If --enable/disable-dsa-keys is not specified, set based on what OpenSSL
supports.  If specified as enabled, but not supported by OpenSSL error
out.  ok djm@

configure.ac

@@ -2075,17 +2075,11 @@ AC_ARG_WITH([security-key-builtin],
 	[ enable_sk_internal=$withval ]
 )
 
-disable_ecdsa=
+enable_dsa=
 AC_ARG_ENABLE([dsa-keys],
 	[  --disable-dsa-keys      disable DSA key support [no]],
-	[
+	[  enable_dsa="$enableval" ]
-		if test "x$enableval" = "xno" ; then
-			disable_ecdsa=1
-		fi
-	]
 )
-test -z "$disable_ecdsa" &&
-    AC_DEFINE([WITH_DSA], [1], [Define if to enable DSA keys.])
 
 AC_SEARCH_LIBS([dlopen], [dl])
 AC_CHECK_FUNCS([dlopen])
@@ -3196,6 +3190,35 @@ if test "x$openssl" = "xyes" ; then
 			AC_MSG_RESULT([no])
 		]
 	)
+	openssl_dsa=no
+	if test -z "$enable_dsa" || test "x$enable_dsa" = "xyes"; then
+		AC_CHECK_DECLS([OPENSSL_NO_DSA], [], [
+			AC_CHECK_DECLS([OPENSSL_IS_BORINGSSL], [],
+			    [ openssl_dsa=yes ],
+			    [ #include <openssl/opensslconf.h> ]
+			)
+		    ],
+		    [ #include <openssl/opensslconf.h> ]
+		)
+		AC_MSG_CHECKING([whether to enable DSA key support])

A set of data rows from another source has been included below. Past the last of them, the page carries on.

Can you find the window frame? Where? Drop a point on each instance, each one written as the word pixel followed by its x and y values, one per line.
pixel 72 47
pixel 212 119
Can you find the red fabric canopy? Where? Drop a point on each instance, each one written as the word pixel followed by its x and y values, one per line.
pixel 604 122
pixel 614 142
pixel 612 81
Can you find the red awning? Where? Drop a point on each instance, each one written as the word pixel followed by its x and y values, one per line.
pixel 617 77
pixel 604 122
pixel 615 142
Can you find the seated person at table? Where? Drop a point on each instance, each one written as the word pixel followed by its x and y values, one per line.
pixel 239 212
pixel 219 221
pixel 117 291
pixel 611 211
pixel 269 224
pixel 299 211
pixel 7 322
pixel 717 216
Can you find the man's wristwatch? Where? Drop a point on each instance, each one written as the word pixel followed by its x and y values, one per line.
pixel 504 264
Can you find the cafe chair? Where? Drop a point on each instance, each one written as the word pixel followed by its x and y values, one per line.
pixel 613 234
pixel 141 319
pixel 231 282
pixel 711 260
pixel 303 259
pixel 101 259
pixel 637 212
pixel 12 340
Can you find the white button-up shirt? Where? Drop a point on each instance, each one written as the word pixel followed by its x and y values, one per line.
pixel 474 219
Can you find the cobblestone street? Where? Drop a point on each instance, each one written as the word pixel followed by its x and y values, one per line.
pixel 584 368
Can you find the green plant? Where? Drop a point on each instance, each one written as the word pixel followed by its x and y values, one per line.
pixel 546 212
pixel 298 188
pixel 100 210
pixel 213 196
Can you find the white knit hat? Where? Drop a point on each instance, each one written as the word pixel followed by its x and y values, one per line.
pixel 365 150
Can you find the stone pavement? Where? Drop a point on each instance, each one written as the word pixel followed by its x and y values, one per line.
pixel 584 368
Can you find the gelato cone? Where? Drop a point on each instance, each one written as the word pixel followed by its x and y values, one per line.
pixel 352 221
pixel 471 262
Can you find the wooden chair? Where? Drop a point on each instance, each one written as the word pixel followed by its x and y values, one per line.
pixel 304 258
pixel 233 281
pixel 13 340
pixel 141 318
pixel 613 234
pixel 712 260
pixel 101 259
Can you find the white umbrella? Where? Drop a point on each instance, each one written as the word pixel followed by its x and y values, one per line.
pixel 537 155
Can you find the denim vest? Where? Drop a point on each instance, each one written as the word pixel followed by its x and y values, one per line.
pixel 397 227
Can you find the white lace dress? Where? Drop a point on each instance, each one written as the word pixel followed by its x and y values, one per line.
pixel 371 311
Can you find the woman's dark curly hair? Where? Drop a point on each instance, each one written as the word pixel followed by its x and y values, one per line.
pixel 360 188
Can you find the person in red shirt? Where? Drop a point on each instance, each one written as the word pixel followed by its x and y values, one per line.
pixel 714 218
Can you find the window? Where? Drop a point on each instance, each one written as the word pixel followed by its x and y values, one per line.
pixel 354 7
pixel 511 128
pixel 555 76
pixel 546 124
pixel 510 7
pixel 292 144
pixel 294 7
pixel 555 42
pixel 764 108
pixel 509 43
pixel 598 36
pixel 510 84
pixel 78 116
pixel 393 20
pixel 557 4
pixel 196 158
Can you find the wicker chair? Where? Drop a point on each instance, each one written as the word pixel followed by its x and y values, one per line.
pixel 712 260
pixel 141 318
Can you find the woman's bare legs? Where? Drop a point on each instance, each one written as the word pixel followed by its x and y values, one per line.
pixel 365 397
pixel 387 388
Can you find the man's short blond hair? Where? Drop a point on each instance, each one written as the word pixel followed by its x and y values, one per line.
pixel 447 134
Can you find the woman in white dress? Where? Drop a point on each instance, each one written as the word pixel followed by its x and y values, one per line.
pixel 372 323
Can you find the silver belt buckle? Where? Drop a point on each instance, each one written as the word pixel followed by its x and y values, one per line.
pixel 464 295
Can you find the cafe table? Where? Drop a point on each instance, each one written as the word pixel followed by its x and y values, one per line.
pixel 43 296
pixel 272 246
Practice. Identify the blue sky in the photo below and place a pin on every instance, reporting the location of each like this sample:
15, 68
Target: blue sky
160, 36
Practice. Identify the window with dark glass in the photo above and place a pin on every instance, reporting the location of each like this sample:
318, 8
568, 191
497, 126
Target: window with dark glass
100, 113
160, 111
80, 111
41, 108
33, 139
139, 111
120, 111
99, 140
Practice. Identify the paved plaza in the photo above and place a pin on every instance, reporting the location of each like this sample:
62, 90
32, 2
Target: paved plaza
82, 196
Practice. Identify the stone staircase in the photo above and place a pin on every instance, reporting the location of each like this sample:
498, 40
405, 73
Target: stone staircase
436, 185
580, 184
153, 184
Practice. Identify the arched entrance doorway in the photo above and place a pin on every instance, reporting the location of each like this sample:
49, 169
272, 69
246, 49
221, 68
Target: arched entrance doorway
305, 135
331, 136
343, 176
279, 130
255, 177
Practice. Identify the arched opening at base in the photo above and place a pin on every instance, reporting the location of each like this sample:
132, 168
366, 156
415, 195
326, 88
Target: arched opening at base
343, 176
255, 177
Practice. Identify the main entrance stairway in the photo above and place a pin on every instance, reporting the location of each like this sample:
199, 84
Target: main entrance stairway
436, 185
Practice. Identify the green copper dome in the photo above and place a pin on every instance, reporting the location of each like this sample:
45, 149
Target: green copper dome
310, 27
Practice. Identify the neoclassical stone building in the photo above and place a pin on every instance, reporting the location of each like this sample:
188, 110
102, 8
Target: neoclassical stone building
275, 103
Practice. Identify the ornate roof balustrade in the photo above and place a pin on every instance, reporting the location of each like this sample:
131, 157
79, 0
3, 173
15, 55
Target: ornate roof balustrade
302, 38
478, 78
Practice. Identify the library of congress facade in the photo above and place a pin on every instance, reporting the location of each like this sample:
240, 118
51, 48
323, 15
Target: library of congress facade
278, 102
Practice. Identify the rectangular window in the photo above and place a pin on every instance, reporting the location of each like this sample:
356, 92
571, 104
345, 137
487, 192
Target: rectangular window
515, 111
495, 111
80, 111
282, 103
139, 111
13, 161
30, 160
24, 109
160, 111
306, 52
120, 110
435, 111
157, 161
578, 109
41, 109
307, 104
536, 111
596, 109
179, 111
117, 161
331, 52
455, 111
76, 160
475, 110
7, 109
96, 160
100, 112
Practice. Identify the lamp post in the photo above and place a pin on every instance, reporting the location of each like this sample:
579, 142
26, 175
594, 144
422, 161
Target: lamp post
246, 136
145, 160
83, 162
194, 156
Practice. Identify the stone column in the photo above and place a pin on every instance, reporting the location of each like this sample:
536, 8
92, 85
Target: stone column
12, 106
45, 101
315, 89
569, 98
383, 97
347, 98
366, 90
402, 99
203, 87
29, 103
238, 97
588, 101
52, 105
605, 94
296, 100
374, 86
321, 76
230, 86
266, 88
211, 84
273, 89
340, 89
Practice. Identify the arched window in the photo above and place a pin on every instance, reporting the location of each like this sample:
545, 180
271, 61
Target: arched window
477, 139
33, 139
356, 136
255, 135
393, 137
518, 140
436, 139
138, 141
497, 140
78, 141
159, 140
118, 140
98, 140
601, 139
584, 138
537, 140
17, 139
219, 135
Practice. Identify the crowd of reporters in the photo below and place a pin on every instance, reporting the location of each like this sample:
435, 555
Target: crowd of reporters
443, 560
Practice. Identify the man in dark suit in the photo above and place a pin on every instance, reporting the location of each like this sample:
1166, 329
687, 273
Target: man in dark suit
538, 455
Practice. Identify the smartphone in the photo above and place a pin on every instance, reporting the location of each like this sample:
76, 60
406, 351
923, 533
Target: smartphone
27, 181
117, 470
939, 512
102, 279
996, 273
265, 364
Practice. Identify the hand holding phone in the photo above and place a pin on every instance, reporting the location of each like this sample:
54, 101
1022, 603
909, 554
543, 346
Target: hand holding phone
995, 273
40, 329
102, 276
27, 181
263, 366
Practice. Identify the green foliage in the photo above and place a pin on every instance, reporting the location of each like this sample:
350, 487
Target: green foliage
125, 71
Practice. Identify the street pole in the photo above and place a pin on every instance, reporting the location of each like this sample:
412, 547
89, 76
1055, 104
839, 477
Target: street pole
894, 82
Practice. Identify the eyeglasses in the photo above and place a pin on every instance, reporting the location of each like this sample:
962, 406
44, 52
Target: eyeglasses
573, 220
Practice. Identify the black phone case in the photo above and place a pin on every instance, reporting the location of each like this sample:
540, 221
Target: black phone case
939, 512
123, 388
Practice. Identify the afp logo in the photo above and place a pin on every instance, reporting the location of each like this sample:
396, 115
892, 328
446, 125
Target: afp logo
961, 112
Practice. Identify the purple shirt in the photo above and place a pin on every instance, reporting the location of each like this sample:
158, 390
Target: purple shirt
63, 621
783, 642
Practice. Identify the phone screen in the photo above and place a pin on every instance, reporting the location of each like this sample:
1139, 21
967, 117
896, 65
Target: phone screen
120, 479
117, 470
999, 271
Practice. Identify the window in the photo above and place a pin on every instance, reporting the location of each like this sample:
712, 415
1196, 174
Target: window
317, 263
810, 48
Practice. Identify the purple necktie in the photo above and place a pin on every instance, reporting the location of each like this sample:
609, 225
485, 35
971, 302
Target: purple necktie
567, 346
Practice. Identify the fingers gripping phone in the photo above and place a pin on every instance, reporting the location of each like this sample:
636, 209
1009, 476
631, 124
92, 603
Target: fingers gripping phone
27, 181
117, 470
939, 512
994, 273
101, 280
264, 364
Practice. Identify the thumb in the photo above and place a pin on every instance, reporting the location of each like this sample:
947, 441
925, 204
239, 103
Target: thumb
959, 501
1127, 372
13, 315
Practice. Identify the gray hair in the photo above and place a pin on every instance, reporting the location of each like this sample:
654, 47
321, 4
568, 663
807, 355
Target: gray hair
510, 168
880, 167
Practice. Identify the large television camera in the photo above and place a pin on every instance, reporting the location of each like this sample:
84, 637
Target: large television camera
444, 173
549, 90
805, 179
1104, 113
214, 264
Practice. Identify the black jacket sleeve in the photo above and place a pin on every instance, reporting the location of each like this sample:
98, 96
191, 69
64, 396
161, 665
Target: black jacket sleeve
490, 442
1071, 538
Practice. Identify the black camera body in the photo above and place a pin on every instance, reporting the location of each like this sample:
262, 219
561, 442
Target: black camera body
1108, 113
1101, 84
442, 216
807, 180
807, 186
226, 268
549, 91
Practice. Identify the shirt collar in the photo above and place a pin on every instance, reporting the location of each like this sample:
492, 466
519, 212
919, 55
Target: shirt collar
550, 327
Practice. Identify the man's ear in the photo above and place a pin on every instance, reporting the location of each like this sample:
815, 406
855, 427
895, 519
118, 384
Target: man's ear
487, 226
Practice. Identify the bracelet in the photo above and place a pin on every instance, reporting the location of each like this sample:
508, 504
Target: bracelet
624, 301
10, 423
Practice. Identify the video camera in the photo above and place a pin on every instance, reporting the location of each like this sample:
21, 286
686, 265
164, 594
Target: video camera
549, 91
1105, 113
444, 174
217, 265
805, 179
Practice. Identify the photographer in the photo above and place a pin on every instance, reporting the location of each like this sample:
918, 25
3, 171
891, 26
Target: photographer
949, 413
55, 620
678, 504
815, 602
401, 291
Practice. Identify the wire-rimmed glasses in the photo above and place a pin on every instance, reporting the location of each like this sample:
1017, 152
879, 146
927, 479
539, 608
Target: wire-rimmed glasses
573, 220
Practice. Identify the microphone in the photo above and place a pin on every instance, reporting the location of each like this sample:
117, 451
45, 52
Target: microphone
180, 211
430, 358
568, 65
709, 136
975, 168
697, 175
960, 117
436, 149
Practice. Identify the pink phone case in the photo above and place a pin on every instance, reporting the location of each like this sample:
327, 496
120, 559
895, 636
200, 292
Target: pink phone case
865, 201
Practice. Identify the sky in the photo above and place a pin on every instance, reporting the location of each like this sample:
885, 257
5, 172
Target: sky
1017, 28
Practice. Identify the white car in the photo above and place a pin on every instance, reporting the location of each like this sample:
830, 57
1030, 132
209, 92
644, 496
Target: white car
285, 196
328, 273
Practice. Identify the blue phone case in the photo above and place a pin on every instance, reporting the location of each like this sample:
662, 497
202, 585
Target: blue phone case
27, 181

+		if test -z "$enable_dsa"; then
+			if test "x$openssl_dsa" = "xno"; then
+				AC_MSG_RESULT([not supported by OpenSSL])
+			else
+				AC_MSG_RESULT([yes])
+				AC_DEFINE([WITH_DSA], [1],
+				   [DSA keys enabled by default])
+			fi
+		else
+			if test "x$openssl_dsa" = "xno"; then
+				AC_MSG_ERROR([DSA requested but not supported by OpenSSL])
+			else
+				AC_MSG_RESULT([yes])
+				AC_DEFINE([WITH_DSA], [1],
+				   [DSA keys explicitly enabled])
+			fi
+		fi
+	fi
 fi
 
 # PKCS11/U2F depend on OpenSSL and dlopen().